Firstly the hero Achilles is mostly absent- he's sulking on a beach. I'm not sure when he might appear in full flourish, but hats off to the poet (Homer) who keeps the main guy out of the action for as far as I've got (half way). The main text is unrelenting carnage, describing in about three brutal deaths per page (the 'well aggrieved') Greeks attempt to sack Troy. It's a bit like a description of the Grand National, nobody falls without a description of how and why. Maybe all wars should be described like this, but they are not.
It's a clever three way plot, for Achilles, whilst he's on the beach with the Greeks, has fallen out bitterly with Agamemnon, the leader, and has refused to fight against the Trojans. Since Achilles is half god, he's got the ear of his mother to persuade God of all Gods Zeus to go against Agamemnon with the Trojans, so I believe the Trojans are supposed to win, but I'm not at all sure right now, for the mansion of the Gods is a bit like the set of Eastenders, they seem endlessly plotting against each other and Zeus is always pissed off with them.
The reason Achilles and Agamemnon fall out is because Agamemnon stole his wife. There is a lot of this; the reason the Greeks are trying to sack Troy is because somebody stole somebody else's wife. We are also made acutely aware that the Ancient Greeks were a bunch of pirates, basically horse trading treasure acquired from others. In the battlefield they slay, then they pause to plunder the armour (CUT- plunder the armour- note it's precise qualities etc!)
They live on boats or in huts. There are well made huts but no architecture as yet. They cast their trophies (armour of the slayed) in to the trees to please the gods who are often duplicitously helping them whilst Zeus has passed out from having far too much sex with the duplicitous Hera (his wife). Aphrodite (her daughter) had unwittingly given Hera extra sexual powers so she could go and spice up the life of the grandparents 'down below' ( a most ancient inculcation of Viagra) but actually she used them on the old boy Zeus himself. When he wakes up he's going to be pissed.
The moral message? Well, so far, hero Achilles stands his moral (high) ground. That seems to be a good thing. Agamemnon, despite periodic feats of valour, vacillates- hence not doing so well in the heroic stakes. Probably Hector, superman of the Trojans, will meet his doom while Zeus sleeps it off.
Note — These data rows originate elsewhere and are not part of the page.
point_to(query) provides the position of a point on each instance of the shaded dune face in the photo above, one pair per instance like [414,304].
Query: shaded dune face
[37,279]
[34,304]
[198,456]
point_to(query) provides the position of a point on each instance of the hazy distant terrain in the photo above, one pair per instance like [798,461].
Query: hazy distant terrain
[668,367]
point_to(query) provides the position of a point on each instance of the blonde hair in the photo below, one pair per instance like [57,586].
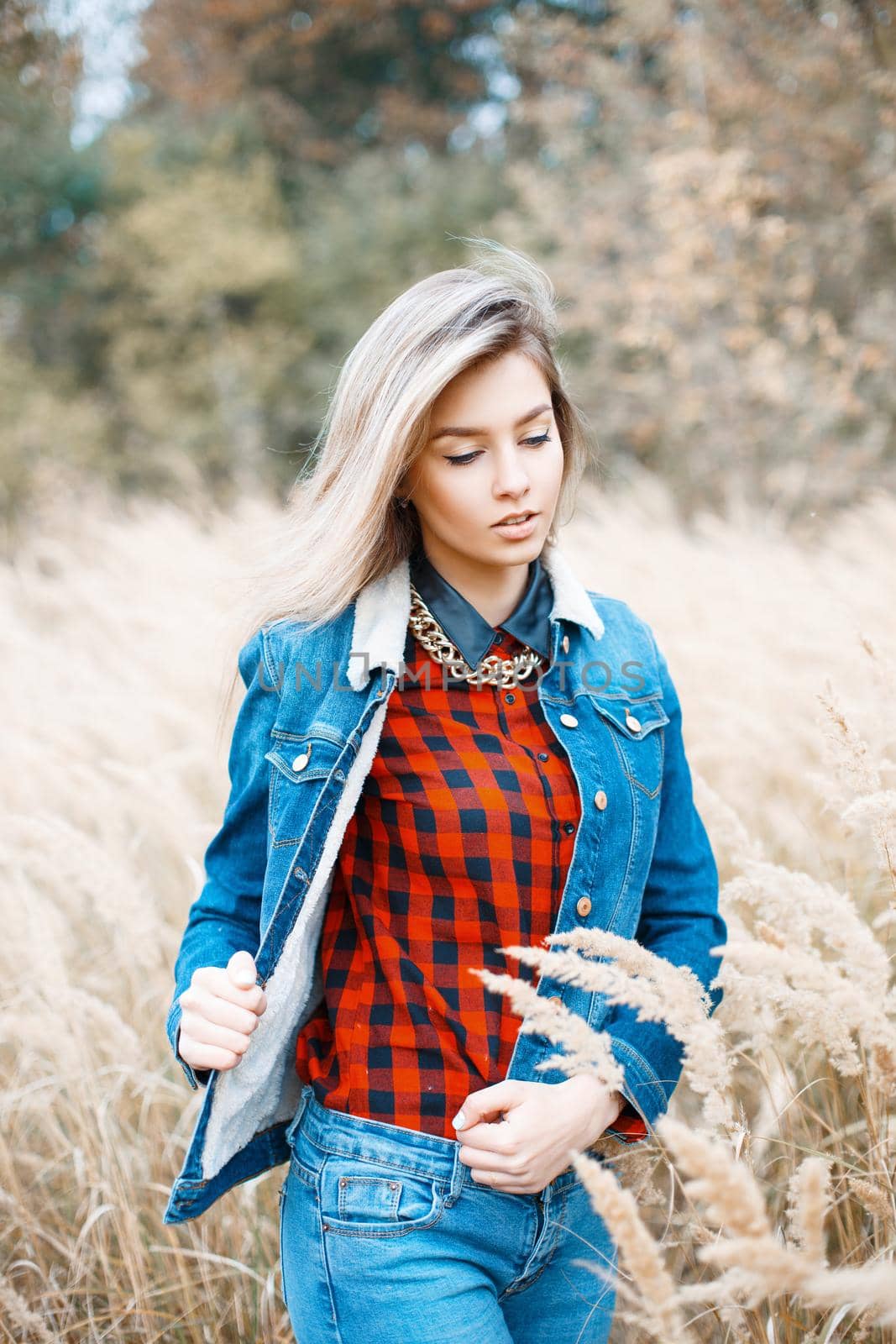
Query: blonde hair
[342,528]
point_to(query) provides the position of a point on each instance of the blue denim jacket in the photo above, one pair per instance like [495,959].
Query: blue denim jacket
[304,741]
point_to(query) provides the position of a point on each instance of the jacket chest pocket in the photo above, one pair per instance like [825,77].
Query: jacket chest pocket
[305,777]
[636,732]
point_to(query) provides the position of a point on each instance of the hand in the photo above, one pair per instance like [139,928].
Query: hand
[221,1011]
[516,1136]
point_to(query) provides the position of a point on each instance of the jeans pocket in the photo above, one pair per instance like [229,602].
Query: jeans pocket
[363,1198]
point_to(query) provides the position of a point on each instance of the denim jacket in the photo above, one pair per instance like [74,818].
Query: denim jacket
[304,741]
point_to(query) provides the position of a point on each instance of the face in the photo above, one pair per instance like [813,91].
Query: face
[503,456]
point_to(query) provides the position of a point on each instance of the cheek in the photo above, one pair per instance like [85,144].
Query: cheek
[453,497]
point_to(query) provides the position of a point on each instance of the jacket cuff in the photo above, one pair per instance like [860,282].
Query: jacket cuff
[195,1077]
[644,1093]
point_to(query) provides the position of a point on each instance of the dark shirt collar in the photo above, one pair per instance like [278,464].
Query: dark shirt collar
[528,622]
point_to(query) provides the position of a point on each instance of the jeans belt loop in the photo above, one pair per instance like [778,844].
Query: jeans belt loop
[300,1110]
[457,1176]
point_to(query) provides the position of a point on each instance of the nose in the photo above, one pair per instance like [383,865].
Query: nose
[511,476]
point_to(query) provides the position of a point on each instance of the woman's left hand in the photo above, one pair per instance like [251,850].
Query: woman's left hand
[516,1136]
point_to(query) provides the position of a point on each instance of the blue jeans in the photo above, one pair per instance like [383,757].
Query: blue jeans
[385,1236]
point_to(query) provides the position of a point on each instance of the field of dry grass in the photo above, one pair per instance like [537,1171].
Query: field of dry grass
[763,1213]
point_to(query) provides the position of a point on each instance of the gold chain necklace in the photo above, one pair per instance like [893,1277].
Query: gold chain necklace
[490,669]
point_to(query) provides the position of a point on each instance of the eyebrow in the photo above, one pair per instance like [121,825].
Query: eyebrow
[459,432]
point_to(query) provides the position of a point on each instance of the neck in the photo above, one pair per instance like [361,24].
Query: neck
[495,591]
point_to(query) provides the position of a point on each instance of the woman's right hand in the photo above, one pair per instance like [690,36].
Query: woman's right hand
[219,1012]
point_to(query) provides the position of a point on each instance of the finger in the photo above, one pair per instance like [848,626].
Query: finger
[201,1055]
[203,1005]
[490,1139]
[495,1180]
[241,969]
[215,980]
[493,1164]
[202,1032]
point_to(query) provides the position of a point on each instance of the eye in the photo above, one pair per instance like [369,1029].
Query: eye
[463,459]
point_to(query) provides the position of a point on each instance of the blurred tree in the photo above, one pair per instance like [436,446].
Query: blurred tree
[715,192]
[327,78]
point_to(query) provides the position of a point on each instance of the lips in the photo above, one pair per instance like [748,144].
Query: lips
[516,517]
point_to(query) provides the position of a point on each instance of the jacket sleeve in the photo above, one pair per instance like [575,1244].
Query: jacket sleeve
[226,914]
[679,921]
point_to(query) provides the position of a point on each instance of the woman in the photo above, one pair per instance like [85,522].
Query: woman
[454,749]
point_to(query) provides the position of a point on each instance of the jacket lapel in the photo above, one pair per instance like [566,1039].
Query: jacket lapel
[383,606]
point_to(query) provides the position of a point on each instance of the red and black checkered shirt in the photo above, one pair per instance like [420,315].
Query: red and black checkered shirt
[459,843]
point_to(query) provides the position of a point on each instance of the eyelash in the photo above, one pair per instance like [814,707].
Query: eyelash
[468,457]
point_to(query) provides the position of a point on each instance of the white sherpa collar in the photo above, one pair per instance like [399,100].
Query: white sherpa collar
[383,606]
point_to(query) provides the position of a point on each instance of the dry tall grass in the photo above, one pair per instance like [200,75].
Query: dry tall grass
[762,1210]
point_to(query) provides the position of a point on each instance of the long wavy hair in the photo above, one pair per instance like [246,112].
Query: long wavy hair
[342,528]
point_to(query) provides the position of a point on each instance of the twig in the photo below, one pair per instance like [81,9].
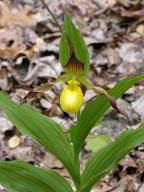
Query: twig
[100,6]
[51,13]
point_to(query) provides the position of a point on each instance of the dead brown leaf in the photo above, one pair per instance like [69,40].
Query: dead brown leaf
[10,20]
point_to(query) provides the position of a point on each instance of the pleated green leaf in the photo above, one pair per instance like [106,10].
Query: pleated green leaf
[71,35]
[106,158]
[96,142]
[95,110]
[40,127]
[18,176]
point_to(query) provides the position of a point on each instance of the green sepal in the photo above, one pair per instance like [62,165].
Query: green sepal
[71,35]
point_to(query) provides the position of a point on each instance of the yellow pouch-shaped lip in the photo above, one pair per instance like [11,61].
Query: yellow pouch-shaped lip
[71,98]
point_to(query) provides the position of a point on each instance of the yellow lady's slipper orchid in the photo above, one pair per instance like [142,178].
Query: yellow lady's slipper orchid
[71,98]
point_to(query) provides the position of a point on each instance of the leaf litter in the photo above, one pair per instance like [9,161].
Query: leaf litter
[29,41]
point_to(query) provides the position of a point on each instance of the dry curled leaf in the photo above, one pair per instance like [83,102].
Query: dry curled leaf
[11,20]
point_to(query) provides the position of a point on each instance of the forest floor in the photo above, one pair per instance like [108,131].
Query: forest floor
[29,46]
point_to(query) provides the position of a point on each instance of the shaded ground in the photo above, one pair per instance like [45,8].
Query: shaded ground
[29,45]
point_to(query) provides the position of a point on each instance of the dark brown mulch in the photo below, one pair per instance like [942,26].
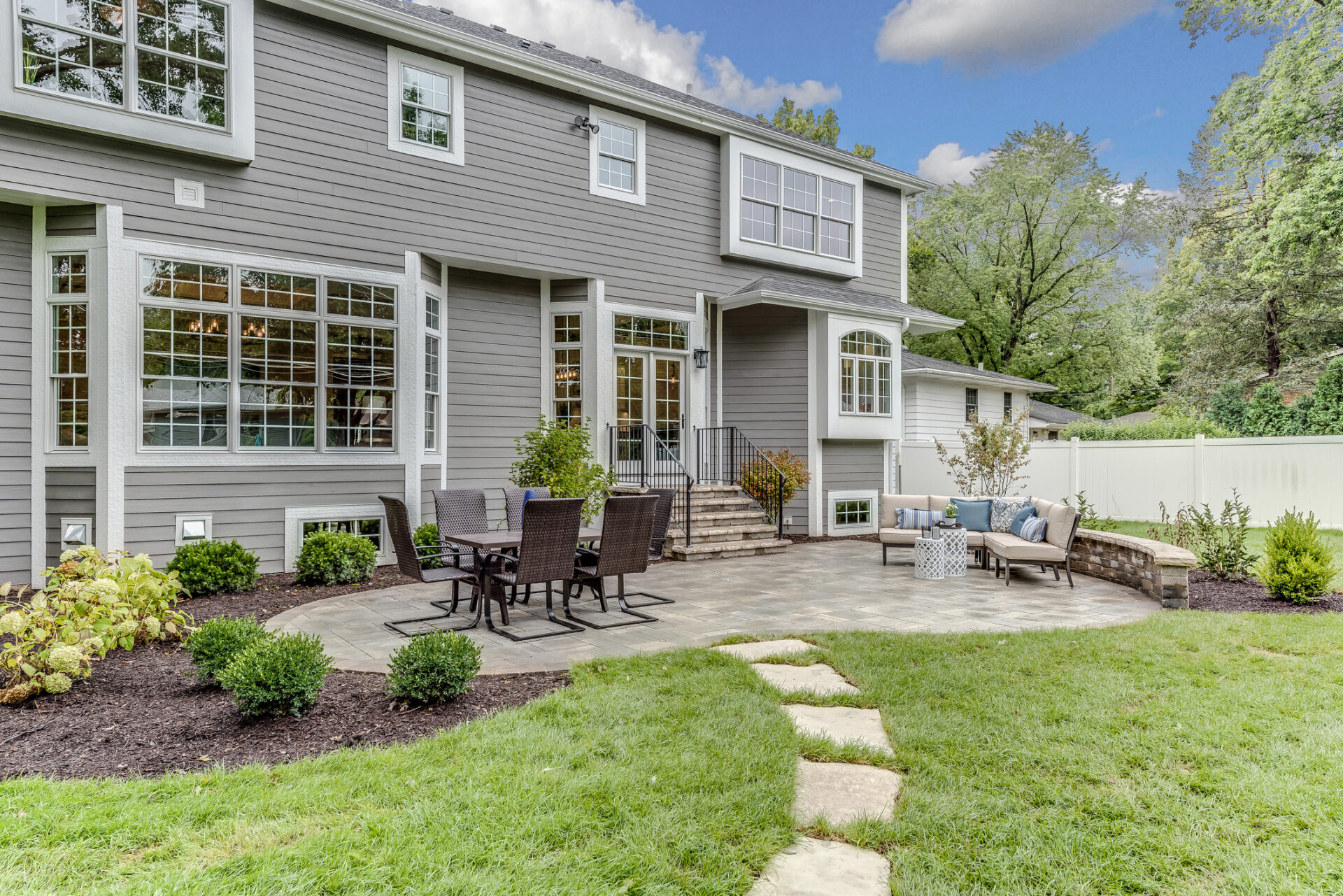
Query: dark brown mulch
[144,712]
[1220,595]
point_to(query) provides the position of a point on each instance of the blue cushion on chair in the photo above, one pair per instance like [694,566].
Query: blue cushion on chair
[1023,515]
[974,515]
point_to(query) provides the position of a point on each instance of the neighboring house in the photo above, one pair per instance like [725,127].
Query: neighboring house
[1048,421]
[268,261]
[941,398]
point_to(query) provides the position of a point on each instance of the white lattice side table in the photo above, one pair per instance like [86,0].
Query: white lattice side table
[930,559]
[954,546]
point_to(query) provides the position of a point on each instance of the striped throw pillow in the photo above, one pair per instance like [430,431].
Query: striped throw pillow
[919,519]
[1033,528]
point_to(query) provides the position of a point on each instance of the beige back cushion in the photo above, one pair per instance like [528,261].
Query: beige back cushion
[888,504]
[1060,524]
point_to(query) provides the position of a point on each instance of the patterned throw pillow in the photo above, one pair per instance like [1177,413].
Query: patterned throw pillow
[918,519]
[1033,529]
[1005,511]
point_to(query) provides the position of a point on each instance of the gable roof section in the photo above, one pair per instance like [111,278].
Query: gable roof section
[911,363]
[774,289]
[441,31]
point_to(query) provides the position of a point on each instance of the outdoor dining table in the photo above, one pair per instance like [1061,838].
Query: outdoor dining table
[503,541]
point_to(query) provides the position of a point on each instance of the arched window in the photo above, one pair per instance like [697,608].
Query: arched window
[865,374]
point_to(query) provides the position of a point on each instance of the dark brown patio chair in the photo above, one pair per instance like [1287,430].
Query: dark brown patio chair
[550,535]
[657,544]
[410,560]
[626,529]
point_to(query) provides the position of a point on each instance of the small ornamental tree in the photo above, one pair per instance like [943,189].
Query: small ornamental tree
[559,456]
[991,458]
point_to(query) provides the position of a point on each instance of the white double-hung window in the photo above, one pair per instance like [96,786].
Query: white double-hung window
[425,106]
[617,156]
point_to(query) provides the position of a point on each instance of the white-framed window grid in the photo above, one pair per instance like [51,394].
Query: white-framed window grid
[567,367]
[425,106]
[67,293]
[797,210]
[159,58]
[865,372]
[617,156]
[267,305]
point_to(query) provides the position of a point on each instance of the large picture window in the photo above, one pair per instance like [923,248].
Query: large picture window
[302,381]
[865,374]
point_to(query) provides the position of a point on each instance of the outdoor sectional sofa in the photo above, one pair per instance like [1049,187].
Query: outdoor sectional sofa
[1005,547]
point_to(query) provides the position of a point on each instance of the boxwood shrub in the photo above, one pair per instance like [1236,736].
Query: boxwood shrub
[336,557]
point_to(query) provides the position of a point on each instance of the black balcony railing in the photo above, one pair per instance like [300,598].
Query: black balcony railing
[639,456]
[725,456]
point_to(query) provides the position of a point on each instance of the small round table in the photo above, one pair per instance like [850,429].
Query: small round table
[954,562]
[930,559]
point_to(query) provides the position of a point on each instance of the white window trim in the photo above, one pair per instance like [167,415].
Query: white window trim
[735,246]
[235,141]
[595,187]
[858,495]
[455,152]
[294,519]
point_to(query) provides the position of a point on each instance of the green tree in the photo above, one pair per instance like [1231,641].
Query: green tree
[1028,255]
[823,128]
[1326,413]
It is clear that for Homer it's best to know what you think and stick with it, even if you die (but kinda handy to have circumspection as well as invincible powers) because if you die that way you will be remembered by the poets well.
You can see that centuries on, this attitude has caused many problems, but I'll hang with it for now.
It's a terrific book, if relentless in death, and the girls just knit.